|
Paige's Story
My husband played around with idea of
starting a family in 1997 so in 1999 I had quit taking
my birth control pills. After a few months I decided
to go to an OBGYN just to check everything out. I knew
that it was common to take several months to get pregnant.
My doctor immediately said "We need to see your
husband." They ran some tests on me and determined
that everything was fine, then they received the results
from my husband's test. And the conclusion was that
we needed to seek an infertility doctor.
We went to the infertility clinic and they explained
the different procedures that they offer but they wanted
to run their own test on my husband to determine the
correct course of action. It was determined that we
would need to do IVF
and that "it's no big deal we will get you pregnant
no problem". We of course were stunned as we were
starting out where most end up but felt confident in
the doctor.
For several different reasons we waited a year to begin
the treatment. We did our first IVF in Feb. 2000, the
first one failed because the sperm could not penetrate
the eggs and they were not prepared for that. So now
we needed to pursue the ICSI
treatment. Once again we felt confident that the
doctor knew what he was doing and he made it sound simple
enough that we did again right away. The 2nd attempt
was a failure as well.
My husband who at that time was a fisherman in Alaska,
had left just as we received the results for the 2nd
IVF and would not be home for several months. So we
put it on the back burner, when he returned in the fall
we decided to take our files and go to another clinic.
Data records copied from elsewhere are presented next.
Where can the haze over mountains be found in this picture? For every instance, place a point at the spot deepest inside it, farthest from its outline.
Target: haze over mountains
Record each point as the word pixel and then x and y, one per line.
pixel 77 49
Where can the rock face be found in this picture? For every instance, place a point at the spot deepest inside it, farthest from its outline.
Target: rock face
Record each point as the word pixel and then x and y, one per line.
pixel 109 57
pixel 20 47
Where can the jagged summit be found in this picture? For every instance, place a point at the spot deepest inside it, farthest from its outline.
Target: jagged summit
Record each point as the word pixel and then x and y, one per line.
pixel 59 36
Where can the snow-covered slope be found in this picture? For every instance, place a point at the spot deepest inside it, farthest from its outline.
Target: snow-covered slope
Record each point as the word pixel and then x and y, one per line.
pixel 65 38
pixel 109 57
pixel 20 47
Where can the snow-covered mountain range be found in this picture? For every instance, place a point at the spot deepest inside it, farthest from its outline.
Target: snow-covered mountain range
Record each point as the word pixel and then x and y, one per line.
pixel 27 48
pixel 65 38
They basically said that they couldn't improve the chances
and would probably increase the medications to increase
the egg production.
As you are well aware it is very hard
on a marriage and the focus on having a child becomes
so intense that it is very difficult to get past no
matter how much you may want to. It is almost like an
addiction and I kept waiting for someone to stop me.
I was fortunate in many ways that we
actually knew several couples who had had infertility
problems so we didn't feel quite so alone. However,
they were also all successful in having children.
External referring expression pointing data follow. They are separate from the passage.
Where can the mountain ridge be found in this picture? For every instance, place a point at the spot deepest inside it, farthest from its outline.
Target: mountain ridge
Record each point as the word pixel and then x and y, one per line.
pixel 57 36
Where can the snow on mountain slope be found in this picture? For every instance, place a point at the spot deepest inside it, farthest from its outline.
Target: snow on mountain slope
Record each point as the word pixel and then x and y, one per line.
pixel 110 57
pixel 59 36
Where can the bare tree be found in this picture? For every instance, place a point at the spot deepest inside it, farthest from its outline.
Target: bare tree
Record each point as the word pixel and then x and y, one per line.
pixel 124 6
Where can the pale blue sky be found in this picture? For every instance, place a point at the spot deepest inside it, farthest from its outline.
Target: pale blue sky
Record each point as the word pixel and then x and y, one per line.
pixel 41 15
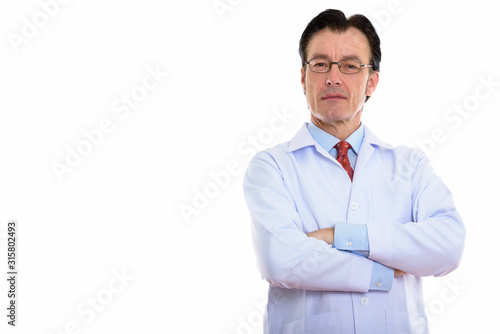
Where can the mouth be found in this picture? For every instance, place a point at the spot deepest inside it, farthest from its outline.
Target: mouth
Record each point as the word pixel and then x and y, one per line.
pixel 333 97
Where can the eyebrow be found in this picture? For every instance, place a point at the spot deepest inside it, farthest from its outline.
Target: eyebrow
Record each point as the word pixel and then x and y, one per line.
pixel 322 55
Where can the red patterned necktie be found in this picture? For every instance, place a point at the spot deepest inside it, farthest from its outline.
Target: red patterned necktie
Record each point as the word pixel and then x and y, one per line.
pixel 342 148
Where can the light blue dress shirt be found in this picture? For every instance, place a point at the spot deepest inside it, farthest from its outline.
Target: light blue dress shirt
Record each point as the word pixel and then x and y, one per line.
pixel 411 224
pixel 354 235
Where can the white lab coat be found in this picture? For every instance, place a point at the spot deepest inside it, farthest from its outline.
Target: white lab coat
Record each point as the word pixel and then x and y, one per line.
pixel 297 187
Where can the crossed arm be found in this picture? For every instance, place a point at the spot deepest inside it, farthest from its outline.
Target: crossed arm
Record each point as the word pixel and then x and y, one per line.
pixel 428 244
pixel 328 236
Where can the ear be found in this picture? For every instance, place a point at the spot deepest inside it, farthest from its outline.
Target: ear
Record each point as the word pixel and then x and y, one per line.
pixel 303 78
pixel 372 83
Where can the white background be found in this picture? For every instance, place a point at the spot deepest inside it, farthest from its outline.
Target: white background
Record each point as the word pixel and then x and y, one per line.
pixel 118 210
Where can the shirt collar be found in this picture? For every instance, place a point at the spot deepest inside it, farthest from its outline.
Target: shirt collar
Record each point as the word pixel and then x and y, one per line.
pixel 327 141
pixel 303 138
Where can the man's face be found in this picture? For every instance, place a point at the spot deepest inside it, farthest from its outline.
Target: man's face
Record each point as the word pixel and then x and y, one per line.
pixel 334 96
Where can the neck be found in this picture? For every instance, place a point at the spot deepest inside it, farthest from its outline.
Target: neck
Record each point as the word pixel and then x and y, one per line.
pixel 340 129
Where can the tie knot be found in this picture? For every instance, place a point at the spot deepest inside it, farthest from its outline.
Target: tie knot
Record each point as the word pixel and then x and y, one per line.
pixel 342 147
I was so torn between not wanting to go thru the physical
and mental atrocities that went along with yet another
IVF cycle, that I finally broke down and told my husband
that I did not want to do it again. But that I was so
afraid that the underlying resentment in whatever form
it might take would end our marriage. I had watched
family members do the roller coaster ride of adoption
and just couldn't bring myself to that place, not when
I was healthy enough to have a child.
My husband at first was hurt and a bit angry, but he
talked to the doctor and gave it a lot of thought. Finally
he came to the conclusion that maybe there was a reason
that this was happening. We also were seeing a pattern
on the paternal side of the family so we were concerned
that if it were a boy that it could be passed on as
well. The question (jokingly) became do we set up a
college fund and an infertility fund?
We opted to try the DI program and unfortunately or
maybe fortunately we were limited to donors due to my
blood type. We also found that it was much, much less
expensive -- although the ups and downs were definitely
more on-going because you did it every month. Finally
on our 4th try we were successful and the following
year we had a healthy beautiful boy. The most amazing
thing was how my son immediately recognized his father's
voice.
My son is now 3 and dearly loves his father. I laugh
at how many people say how much they look alike and
that his mannerisms are just like his fathers'. My husband
is 6"3 with light brown/blonde hair and blue eyes,
my son is very short with a head full of dark hair and
blueish-green eyes.
When I was pregnant I remember thinking that I would
need to be the one who was responsible for this child,
sort of like talking your parents into a dog. I didn't
want to burden my husband with him because I just didn't
know how he would feel. Thank goodness I was wrong,
my husband is an incredible caregiver and father. Actually
better than a lot of biological fathers that I know.
I believe that when the time is right we will tell our
son. I am very proud of my husband and hope that my
son feels the same way when that time comes. Neither
of us is ashamed or embarrased, this was apparently
the way it was meant to be. We love our son very much
and can hope that that is enough for him.